- Interactive map of Lassance
- Country: Brazil
- State: Minas Gerais
- Region: Southeast
- Time zone: UTC−3 (BRT)

= Lassance =

Municipality in Minas Gerais, Brazil

Location of Lassance within the state of Minas Gerais

Lassance is a Brazilian municipality located in the north of the state of Minas Gerais. In 2020 the population was 6,503 in a total area of 3213 km2. It became a municipality in 1953.

==Geography==
Lassance is located on federal highway BR-496 at an elevation of 504 meters. It is south of the nearest population center, Pirapora and north of Corinto. The municipality is crossed by the Rio das Velhas, a tributary of the São Francisco River. Neighboring municipalities are: Buritizeiro, Várzea da Palma, Buenópolis, and Confria. Lassance is part of the statistical microregion of Pirapora. It is 263 km. from the state capital of Belo Horizonte.

==Economy==
The most important economic activities are cattle raising (35,000 head in 2006), mining, industry, and agriculture. The GDP in 2005 was R$ 36,064,000. The most important agricultural crops are bananas, papaya, mangoes, rice, sugarcane, manioc, beans and corn. There were 247 automobiles. In the rural area there were 450 producers. The total area of agricultural land was 88,000 hectares in 2006, of which 4,500 ha. were planted in crops. As of 2006 there were 124 tractors. In the urban area there were no banking agencies in 2006.

==Health and education==
This municipality is isolated from major population centers and suffers from drought and poor soils.
- Municipal Human Development Index: 0.681 (2000)
- State ranking: 630 out of 853 municipalities as of 2000
- National ranking: 3,283 out of 5,138 municipalities as of 2000

The highest ranking municipality in Minas Gerais in 2000 was Poços de Caldas with 0.841, while the lowest was Setubinha with 0.568. Nationally the highest was São Caetano do Sul in São Paulo with 0.919, while the lowest was Setubinha.
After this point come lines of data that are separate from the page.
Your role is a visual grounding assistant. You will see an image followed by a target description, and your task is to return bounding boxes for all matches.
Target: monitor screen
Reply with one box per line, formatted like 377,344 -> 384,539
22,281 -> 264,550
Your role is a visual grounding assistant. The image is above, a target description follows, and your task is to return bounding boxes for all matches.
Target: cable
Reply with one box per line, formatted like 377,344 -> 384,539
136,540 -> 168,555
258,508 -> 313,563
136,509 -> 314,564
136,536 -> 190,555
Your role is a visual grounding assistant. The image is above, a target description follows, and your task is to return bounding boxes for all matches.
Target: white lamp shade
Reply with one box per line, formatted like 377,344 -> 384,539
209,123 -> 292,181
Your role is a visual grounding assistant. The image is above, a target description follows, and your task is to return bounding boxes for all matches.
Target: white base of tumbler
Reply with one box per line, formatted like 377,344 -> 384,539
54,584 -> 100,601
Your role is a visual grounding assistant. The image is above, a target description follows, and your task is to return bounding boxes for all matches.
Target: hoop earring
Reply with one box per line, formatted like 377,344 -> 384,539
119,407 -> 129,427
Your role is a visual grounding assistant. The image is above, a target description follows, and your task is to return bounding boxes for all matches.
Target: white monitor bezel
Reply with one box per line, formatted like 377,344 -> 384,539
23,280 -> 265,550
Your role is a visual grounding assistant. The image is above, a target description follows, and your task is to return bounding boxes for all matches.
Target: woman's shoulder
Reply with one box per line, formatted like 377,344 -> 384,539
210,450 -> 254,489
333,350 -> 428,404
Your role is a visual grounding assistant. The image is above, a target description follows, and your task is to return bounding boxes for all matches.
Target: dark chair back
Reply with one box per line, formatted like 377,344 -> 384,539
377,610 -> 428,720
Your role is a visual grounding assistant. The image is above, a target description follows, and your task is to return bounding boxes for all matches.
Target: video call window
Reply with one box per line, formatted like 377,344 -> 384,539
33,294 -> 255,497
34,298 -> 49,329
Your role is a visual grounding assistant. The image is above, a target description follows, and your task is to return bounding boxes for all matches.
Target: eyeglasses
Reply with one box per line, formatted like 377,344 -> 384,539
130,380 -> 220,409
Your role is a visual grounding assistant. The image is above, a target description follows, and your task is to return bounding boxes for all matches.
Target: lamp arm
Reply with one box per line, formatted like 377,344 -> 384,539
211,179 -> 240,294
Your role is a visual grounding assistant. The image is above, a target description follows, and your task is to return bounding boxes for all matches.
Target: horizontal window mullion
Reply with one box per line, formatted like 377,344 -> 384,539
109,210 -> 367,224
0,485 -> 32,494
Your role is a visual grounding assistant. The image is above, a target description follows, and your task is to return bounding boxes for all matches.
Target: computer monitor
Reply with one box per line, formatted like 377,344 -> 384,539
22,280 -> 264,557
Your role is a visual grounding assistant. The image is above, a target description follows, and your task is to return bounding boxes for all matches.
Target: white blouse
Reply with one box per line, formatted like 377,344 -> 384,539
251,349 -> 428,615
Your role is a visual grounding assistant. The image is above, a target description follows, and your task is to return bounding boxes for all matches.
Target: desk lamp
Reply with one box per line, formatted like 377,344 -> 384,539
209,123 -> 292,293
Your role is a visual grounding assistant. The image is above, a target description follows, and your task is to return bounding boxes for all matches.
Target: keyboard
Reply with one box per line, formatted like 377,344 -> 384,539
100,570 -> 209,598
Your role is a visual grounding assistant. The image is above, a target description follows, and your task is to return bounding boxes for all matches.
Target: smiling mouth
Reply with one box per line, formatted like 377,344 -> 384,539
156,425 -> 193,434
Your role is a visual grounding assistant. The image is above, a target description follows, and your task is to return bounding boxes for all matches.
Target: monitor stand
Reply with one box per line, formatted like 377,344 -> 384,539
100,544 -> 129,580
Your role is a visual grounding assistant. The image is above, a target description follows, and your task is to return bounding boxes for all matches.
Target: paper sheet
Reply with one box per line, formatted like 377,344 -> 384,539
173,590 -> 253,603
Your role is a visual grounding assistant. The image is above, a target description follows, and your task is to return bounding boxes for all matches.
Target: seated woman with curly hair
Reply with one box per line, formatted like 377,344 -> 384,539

- Degree of urbanization: 49.97% (2000) The rate for Minas Gerais was 82%
- Infant mortality rate: 28.57 (2000) The rate for Minas Gerais was 17.40; the rate for Brazil was 18.91.
- Illiteracy rate: 21.02% (15 years old or older)(Data from 2000) The rate for Minas Gerais was 11.96; the rate for Brazil was 13.63
- Urban area covered by sewage system: 0.40%--the rate for Minas Gerais was 81.39%
- Health centers and hospitals: 04 health centers. There were no hospitals. The nearest large hospital was in Pirapora.